During its initial investigation, the Commission identified serious concerns in relation to nickel and cobalt. Nickel is used in a broad range of applications, including stainless steel, various kinds of alloys, batteries, and plating and electroforming. The main end applications of cobalt are alloys, batteries, hard materials, pigments, and catalysts.
The Commission raised concerns in relation to the supply of nickel for plating and electroforming, and the supply of high purity cobalt and high purity nickel for super alloys (i.e., high performance alloys used in applications in high-temperature and high-stress environments). In addition, the Commission was concerned that the merged entity might delay some of its new mining projects, in view of its large portfolio of existing and future greenfield nickel mining assets.
On 24 February 2006, the Commission opened an in-depth phase II investigation. The parties submitted a remedy package on 16 March 2006, with further revised packages submitted on 5 April 2006, and 7 June 2006, and a final version submitted on 26 June 2006.

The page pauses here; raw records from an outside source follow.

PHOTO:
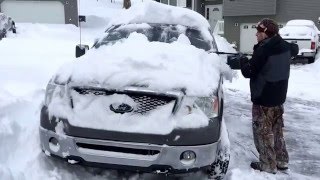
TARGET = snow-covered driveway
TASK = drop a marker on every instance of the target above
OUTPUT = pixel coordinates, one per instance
(29, 59)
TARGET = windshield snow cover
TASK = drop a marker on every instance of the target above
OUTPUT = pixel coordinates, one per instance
(150, 11)
(156, 65)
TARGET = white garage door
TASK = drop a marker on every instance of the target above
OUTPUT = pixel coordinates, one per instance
(248, 37)
(35, 11)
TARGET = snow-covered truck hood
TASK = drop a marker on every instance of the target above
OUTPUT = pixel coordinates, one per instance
(158, 66)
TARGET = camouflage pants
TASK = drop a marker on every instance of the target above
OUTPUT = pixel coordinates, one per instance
(267, 127)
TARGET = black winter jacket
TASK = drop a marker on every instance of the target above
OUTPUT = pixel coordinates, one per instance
(268, 70)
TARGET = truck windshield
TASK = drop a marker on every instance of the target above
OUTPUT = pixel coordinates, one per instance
(156, 32)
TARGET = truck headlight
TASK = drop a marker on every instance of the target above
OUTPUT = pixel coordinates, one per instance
(208, 105)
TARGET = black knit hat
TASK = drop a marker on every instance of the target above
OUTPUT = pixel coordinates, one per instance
(270, 27)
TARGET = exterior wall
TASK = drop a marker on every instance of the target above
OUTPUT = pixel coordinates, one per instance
(249, 7)
(232, 26)
(285, 11)
(295, 9)
(70, 10)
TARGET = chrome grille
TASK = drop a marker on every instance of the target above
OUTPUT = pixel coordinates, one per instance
(148, 103)
(145, 101)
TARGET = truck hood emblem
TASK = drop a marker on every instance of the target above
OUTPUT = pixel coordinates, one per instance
(121, 108)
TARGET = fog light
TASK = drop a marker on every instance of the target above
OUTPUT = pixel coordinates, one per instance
(54, 144)
(188, 157)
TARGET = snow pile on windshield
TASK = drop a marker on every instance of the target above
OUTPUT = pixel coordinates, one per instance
(137, 62)
(153, 12)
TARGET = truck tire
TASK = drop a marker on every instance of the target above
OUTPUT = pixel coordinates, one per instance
(219, 168)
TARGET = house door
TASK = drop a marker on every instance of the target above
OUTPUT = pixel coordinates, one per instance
(35, 11)
(213, 14)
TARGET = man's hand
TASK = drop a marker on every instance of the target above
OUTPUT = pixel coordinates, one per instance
(243, 60)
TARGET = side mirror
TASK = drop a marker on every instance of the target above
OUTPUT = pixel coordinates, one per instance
(234, 61)
(81, 50)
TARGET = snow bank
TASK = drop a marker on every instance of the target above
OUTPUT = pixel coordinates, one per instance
(297, 32)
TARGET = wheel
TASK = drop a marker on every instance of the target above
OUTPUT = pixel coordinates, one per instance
(311, 60)
(219, 167)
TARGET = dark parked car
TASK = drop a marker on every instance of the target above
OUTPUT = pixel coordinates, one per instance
(74, 134)
(6, 24)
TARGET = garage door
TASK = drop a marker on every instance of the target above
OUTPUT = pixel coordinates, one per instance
(35, 11)
(248, 37)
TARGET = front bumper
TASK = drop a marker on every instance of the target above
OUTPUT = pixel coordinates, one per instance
(306, 54)
(128, 155)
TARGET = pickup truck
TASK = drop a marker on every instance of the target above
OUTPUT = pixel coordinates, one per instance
(305, 34)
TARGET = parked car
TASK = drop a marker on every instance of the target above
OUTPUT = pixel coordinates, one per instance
(6, 24)
(146, 97)
(304, 33)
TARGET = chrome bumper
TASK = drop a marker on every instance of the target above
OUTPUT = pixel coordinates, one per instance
(166, 155)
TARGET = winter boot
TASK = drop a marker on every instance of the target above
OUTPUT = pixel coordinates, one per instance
(259, 166)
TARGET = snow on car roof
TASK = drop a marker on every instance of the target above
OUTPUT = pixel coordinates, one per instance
(300, 22)
(150, 11)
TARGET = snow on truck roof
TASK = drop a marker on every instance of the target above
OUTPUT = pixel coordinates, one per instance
(300, 22)
(154, 12)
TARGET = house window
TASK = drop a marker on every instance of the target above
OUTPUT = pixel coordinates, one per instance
(189, 4)
(170, 2)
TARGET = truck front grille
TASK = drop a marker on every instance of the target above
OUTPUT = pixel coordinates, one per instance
(146, 101)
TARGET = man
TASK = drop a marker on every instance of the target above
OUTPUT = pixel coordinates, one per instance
(268, 70)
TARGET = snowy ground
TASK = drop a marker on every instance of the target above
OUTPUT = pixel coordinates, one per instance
(29, 59)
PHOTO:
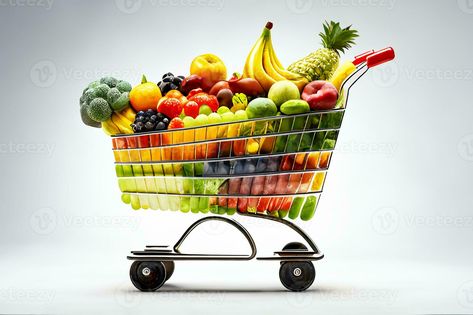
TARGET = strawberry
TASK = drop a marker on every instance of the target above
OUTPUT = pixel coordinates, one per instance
(170, 107)
(176, 123)
(205, 99)
(191, 109)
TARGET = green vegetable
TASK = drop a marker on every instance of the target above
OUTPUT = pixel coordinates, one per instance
(89, 95)
(86, 118)
(293, 107)
(124, 86)
(94, 84)
(121, 103)
(261, 107)
(296, 207)
(308, 210)
(113, 95)
(109, 81)
(99, 110)
(101, 91)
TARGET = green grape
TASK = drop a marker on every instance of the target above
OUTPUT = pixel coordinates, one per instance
(214, 118)
(222, 109)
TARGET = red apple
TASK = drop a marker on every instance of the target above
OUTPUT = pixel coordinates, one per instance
(210, 68)
(320, 95)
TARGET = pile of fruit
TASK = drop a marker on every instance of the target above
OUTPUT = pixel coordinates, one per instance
(207, 97)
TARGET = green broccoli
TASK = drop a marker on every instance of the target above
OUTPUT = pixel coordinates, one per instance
(99, 110)
(101, 91)
(124, 86)
(109, 81)
(113, 95)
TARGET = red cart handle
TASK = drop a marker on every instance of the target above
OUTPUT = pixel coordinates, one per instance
(380, 57)
(362, 57)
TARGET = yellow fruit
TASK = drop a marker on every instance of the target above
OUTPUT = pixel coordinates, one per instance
(145, 96)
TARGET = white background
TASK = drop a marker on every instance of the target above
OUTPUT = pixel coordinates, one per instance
(395, 220)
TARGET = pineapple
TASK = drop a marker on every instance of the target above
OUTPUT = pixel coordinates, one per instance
(321, 64)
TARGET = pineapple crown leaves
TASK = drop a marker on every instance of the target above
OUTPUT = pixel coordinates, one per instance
(337, 38)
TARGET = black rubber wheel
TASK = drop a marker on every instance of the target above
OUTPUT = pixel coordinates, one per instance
(169, 266)
(294, 245)
(297, 275)
(147, 276)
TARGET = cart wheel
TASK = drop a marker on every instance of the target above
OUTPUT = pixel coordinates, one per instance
(169, 266)
(294, 245)
(147, 276)
(297, 276)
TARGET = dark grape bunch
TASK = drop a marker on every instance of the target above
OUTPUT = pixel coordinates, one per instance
(150, 120)
(170, 82)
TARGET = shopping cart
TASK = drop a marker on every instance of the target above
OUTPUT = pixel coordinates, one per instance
(267, 168)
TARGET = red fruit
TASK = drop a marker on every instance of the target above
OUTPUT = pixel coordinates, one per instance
(170, 107)
(176, 123)
(194, 92)
(205, 99)
(320, 95)
(191, 109)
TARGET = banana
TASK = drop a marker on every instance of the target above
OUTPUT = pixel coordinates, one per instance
(259, 73)
(268, 65)
(248, 69)
(110, 128)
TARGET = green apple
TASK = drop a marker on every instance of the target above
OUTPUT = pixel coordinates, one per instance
(283, 91)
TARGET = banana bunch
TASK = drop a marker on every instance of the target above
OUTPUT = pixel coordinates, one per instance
(263, 65)
(120, 122)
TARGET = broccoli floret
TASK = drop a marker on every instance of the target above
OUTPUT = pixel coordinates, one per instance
(124, 86)
(89, 95)
(101, 91)
(99, 110)
(121, 103)
(94, 84)
(112, 95)
(110, 81)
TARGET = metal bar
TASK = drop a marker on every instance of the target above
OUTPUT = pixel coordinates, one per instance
(233, 223)
(291, 225)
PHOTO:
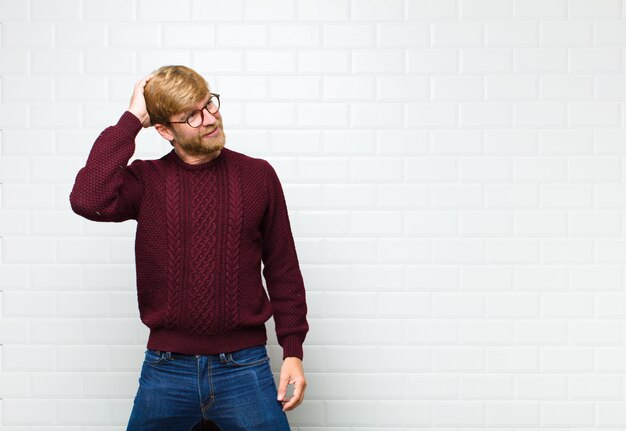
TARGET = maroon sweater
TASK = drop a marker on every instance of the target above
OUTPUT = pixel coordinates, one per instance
(202, 232)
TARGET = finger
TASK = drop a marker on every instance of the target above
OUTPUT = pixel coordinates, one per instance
(282, 386)
(297, 397)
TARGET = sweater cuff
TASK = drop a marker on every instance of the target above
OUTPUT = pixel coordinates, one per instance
(129, 124)
(292, 347)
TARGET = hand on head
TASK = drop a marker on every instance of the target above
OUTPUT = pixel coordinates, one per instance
(138, 102)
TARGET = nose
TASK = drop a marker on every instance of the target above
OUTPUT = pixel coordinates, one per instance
(207, 118)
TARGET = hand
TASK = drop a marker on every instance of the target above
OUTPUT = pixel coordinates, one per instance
(138, 102)
(291, 373)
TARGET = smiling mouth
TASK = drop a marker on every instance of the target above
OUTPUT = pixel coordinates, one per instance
(212, 132)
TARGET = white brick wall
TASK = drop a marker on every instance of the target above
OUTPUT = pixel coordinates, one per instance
(456, 181)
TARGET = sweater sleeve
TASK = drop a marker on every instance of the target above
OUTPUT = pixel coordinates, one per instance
(281, 271)
(106, 188)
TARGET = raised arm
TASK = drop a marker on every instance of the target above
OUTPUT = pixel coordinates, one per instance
(106, 188)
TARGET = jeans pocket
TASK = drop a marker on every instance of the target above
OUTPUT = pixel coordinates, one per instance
(153, 357)
(248, 357)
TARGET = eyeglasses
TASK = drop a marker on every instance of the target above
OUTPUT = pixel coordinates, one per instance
(196, 118)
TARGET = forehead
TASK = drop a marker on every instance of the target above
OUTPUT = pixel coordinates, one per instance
(198, 106)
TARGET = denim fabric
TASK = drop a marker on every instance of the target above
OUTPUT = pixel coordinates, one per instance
(235, 390)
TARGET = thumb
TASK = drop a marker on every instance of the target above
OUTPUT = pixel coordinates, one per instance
(282, 386)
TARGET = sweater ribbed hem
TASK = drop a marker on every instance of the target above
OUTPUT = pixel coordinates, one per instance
(129, 124)
(174, 341)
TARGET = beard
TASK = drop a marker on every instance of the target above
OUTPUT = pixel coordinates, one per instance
(201, 144)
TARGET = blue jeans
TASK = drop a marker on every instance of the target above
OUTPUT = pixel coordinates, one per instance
(234, 390)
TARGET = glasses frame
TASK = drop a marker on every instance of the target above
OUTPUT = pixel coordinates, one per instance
(217, 96)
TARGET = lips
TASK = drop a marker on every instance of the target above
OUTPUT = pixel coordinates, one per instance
(212, 132)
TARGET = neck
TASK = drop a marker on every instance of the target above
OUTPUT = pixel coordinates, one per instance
(196, 159)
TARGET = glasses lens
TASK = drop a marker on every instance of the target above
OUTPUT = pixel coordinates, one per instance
(214, 105)
(195, 119)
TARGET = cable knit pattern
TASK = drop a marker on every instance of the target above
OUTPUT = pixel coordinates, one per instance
(202, 233)
(173, 208)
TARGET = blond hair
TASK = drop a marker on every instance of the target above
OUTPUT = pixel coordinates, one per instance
(173, 89)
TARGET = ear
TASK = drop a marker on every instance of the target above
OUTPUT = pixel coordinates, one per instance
(165, 132)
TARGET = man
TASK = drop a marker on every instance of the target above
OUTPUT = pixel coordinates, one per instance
(206, 218)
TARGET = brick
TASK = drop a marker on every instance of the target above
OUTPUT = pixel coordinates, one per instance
(349, 35)
(81, 36)
(111, 11)
(322, 114)
(432, 9)
(599, 9)
(567, 305)
(109, 61)
(359, 250)
(189, 35)
(609, 33)
(541, 278)
(29, 412)
(243, 88)
(541, 60)
(348, 142)
(512, 305)
(217, 10)
(594, 114)
(486, 9)
(566, 87)
(136, 35)
(458, 250)
(565, 33)
(274, 10)
(566, 196)
(379, 170)
(540, 114)
(393, 196)
(485, 169)
(433, 61)
(540, 9)
(323, 61)
(385, 115)
(491, 114)
(63, 10)
(458, 413)
(431, 169)
(12, 11)
(431, 115)
(377, 10)
(322, 10)
(565, 142)
(511, 33)
(566, 251)
(403, 35)
(452, 88)
(457, 34)
(14, 62)
(488, 61)
(540, 169)
(399, 142)
(514, 87)
(227, 61)
(348, 88)
(511, 196)
(55, 62)
(487, 278)
(455, 142)
(270, 61)
(381, 61)
(595, 60)
(295, 35)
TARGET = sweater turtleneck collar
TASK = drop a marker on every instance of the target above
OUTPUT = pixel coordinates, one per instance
(198, 166)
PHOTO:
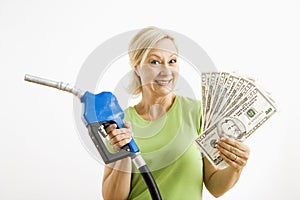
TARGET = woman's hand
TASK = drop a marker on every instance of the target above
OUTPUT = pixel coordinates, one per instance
(119, 137)
(235, 153)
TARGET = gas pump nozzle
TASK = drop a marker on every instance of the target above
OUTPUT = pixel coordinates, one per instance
(101, 110)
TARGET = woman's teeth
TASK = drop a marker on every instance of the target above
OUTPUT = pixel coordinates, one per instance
(162, 82)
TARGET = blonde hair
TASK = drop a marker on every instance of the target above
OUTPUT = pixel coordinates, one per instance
(138, 50)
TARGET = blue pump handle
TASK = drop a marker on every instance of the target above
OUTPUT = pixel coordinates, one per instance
(104, 107)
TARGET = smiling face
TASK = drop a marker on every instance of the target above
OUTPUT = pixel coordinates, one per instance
(160, 70)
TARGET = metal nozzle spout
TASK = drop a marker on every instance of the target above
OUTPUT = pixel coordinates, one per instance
(55, 84)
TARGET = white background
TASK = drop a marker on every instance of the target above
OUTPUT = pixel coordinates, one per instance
(41, 154)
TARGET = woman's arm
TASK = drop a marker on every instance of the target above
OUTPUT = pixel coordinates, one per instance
(219, 181)
(116, 180)
(117, 175)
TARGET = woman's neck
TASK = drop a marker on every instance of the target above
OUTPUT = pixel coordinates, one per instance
(151, 108)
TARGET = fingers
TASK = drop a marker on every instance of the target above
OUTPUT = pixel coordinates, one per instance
(119, 137)
(235, 153)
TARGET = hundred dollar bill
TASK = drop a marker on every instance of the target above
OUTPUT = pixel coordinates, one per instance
(248, 114)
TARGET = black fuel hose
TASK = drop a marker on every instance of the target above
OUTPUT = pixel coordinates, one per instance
(147, 176)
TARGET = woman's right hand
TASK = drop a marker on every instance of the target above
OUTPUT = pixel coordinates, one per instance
(119, 137)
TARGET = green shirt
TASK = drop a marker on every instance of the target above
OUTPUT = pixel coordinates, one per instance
(167, 145)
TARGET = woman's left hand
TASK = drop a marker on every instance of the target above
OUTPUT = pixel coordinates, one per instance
(235, 153)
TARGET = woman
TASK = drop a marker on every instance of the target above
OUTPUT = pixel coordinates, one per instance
(166, 125)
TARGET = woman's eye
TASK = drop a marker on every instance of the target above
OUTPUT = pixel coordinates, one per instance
(172, 61)
(154, 62)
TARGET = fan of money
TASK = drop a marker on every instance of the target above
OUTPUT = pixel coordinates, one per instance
(233, 106)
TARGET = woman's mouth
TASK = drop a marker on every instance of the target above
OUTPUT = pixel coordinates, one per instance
(163, 82)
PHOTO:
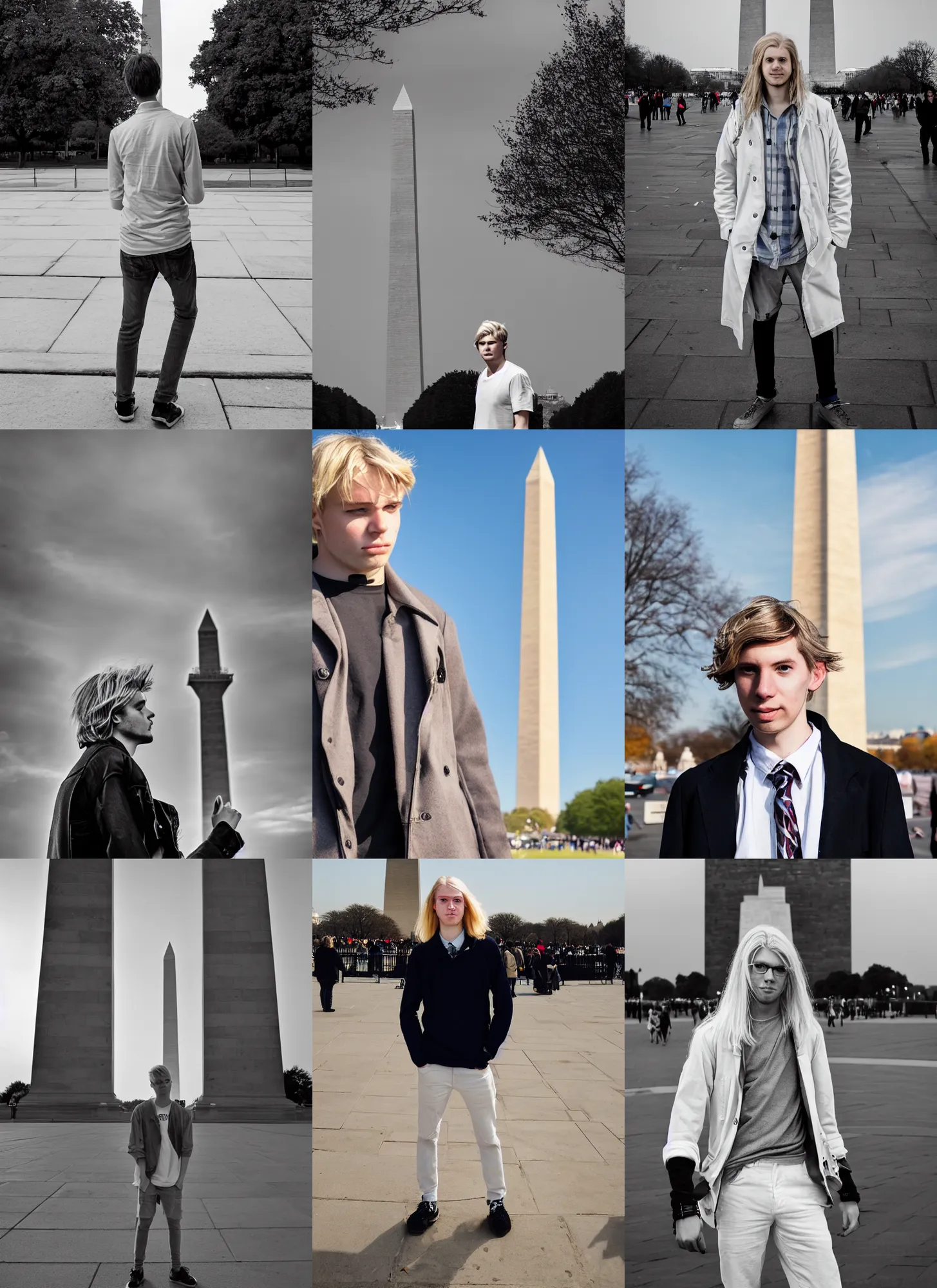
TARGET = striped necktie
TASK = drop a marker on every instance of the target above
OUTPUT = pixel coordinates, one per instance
(787, 833)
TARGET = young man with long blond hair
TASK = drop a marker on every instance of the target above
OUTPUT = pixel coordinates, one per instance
(784, 202)
(453, 971)
(399, 755)
(759, 1065)
(791, 789)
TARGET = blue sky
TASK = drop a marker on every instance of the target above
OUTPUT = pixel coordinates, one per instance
(171, 895)
(461, 543)
(893, 916)
(741, 495)
(590, 891)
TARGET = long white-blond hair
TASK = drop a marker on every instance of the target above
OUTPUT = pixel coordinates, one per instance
(732, 1021)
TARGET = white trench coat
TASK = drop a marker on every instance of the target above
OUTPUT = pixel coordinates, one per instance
(826, 211)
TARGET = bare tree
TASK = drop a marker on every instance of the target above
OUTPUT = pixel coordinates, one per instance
(562, 184)
(344, 33)
(674, 601)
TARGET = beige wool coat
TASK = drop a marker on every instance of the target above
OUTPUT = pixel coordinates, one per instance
(444, 786)
(826, 211)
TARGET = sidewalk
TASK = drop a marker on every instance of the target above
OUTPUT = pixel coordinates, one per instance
(67, 1208)
(560, 1080)
(685, 370)
(886, 1115)
(249, 365)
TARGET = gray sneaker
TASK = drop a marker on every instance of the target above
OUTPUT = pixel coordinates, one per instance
(833, 415)
(756, 414)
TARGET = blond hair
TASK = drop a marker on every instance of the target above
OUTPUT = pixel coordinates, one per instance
(753, 86)
(768, 621)
(474, 923)
(340, 459)
(493, 329)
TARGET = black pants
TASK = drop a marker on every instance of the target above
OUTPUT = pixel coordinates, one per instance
(764, 334)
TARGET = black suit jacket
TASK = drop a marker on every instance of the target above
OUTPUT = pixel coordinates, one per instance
(863, 815)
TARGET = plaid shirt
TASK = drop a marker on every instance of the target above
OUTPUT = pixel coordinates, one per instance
(781, 238)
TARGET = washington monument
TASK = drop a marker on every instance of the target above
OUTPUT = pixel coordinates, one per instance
(827, 573)
(152, 34)
(538, 706)
(404, 317)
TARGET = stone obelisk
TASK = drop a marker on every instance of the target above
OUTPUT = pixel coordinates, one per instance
(752, 28)
(402, 893)
(823, 43)
(72, 1056)
(210, 681)
(152, 34)
(404, 316)
(827, 573)
(170, 1019)
(538, 708)
(242, 1062)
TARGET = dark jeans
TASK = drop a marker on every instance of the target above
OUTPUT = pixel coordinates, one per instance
(764, 334)
(139, 274)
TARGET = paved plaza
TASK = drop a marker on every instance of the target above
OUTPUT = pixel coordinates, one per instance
(67, 1208)
(684, 370)
(886, 1094)
(560, 1121)
(249, 365)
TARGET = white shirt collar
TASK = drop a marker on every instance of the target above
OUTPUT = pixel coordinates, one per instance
(765, 762)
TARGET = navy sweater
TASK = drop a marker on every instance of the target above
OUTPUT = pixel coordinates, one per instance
(457, 1030)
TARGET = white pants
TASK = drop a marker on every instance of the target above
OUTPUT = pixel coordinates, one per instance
(477, 1086)
(782, 1195)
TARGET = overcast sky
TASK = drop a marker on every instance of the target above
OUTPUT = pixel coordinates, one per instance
(893, 916)
(173, 897)
(464, 75)
(111, 549)
(742, 502)
(589, 891)
(707, 35)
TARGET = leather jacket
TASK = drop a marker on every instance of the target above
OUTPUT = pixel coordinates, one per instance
(104, 811)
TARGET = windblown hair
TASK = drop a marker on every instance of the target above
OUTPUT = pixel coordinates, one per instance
(99, 697)
(493, 329)
(753, 86)
(768, 621)
(142, 75)
(474, 923)
(732, 1021)
(340, 459)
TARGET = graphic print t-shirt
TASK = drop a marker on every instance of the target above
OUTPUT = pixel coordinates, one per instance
(167, 1169)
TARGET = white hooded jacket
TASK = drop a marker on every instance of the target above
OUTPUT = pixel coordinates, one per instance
(712, 1076)
(826, 211)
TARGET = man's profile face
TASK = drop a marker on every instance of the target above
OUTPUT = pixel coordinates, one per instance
(135, 721)
(359, 534)
(777, 68)
(773, 681)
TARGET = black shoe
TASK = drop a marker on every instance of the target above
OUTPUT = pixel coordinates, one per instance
(167, 414)
(498, 1220)
(425, 1217)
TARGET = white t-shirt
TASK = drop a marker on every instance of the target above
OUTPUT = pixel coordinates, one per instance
(167, 1169)
(498, 397)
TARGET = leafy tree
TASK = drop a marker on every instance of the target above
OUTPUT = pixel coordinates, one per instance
(298, 1086)
(601, 406)
(595, 812)
(344, 34)
(334, 409)
(562, 184)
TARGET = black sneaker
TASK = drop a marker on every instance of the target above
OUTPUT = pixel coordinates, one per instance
(425, 1217)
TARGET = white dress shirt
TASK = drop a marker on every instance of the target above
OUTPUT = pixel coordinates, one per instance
(755, 833)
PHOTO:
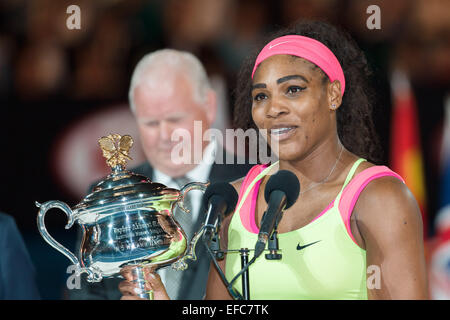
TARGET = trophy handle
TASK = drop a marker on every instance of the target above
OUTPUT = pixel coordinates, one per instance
(93, 275)
(188, 187)
(190, 253)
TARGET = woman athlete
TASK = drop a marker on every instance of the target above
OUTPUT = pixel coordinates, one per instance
(355, 231)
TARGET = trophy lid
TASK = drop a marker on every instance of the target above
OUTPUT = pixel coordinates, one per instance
(122, 187)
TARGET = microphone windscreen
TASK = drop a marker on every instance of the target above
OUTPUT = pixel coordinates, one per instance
(286, 182)
(224, 190)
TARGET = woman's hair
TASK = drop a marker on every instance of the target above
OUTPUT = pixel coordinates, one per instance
(354, 117)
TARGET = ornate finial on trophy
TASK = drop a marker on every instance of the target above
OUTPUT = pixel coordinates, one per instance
(115, 149)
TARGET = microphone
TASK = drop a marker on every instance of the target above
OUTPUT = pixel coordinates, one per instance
(220, 198)
(281, 192)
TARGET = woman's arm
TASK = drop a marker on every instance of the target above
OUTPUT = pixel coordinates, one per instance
(390, 224)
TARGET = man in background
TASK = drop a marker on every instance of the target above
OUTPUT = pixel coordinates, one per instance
(170, 91)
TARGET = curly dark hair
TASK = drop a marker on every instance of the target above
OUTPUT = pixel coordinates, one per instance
(354, 117)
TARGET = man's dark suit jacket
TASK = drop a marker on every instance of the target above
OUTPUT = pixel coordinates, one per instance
(196, 275)
(17, 273)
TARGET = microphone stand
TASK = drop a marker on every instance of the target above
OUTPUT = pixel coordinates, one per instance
(244, 252)
(245, 276)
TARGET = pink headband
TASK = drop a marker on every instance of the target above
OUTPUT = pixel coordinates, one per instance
(306, 48)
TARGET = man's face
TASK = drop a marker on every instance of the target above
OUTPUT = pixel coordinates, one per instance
(162, 108)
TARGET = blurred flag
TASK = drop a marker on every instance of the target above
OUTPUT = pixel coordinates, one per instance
(406, 154)
(445, 158)
(439, 266)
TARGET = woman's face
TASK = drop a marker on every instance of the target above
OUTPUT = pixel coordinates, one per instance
(291, 101)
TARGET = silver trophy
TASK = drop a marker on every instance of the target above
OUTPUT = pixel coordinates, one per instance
(127, 221)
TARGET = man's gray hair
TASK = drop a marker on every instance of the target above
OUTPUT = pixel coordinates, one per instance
(170, 62)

The Commission sent the parties a Statement of Objections on 8 May 2006, and an oral hearing was held on 29 May 2006.
The transaction was reviewed in parallel by the Commission and the US Department of Justice, and the two agencies actively cooperated on this case.
NERA's Role
NERA was retained by Inco throughout the pre-notification, phase I and phase II stages of the Commission's investigation, working closely with Inco staff and their legal advisors.
NERA provided economic analysis and advice, and assisted in the research and preparation of a wide range of submissions and presentations before the Commission including the site visit and oral hearing, and covered a wide range of questions from market definition, competitive assessment, entry and expansion, to questions of arbitrage and dynamic optimisation. NERA's work also included an investigation into the incentives for the delay of the development of new mining projects, as well as a shock analysis and event study of the response in global prices to historical developments and announcements.
The Result
On 4 July 2006, the European Commission cleared the merger subject to a divestiture remedy.
Inco had stated in the initial public announcement of the proposed acquisition that it was prepared to divest Falconbridge's Nikkelverk refinery in Norway, together with related assets. In order to ensure the long term competitiveness of the divested business, the Commission required that these assets would be divested to a company active in metal mining and/or processing, with sufficient nickel resources to sustain the viability of the refinery, and to provide the divested business with the option of a transitional supply agreement for intermediate feed materials for up to ten years.
In addition to this investigation, the Commission reviewed four alternative mergers, Teck Cominco/Inco, Phelps Dodge/Inco/Falconbridge, Xstrata/Falconbridge and CVRD/Inco. Ultimately Xstrata acquired Falconbridge and CVRD acquired Inco. NERA continued to provide advice to Inco throughout these investigations.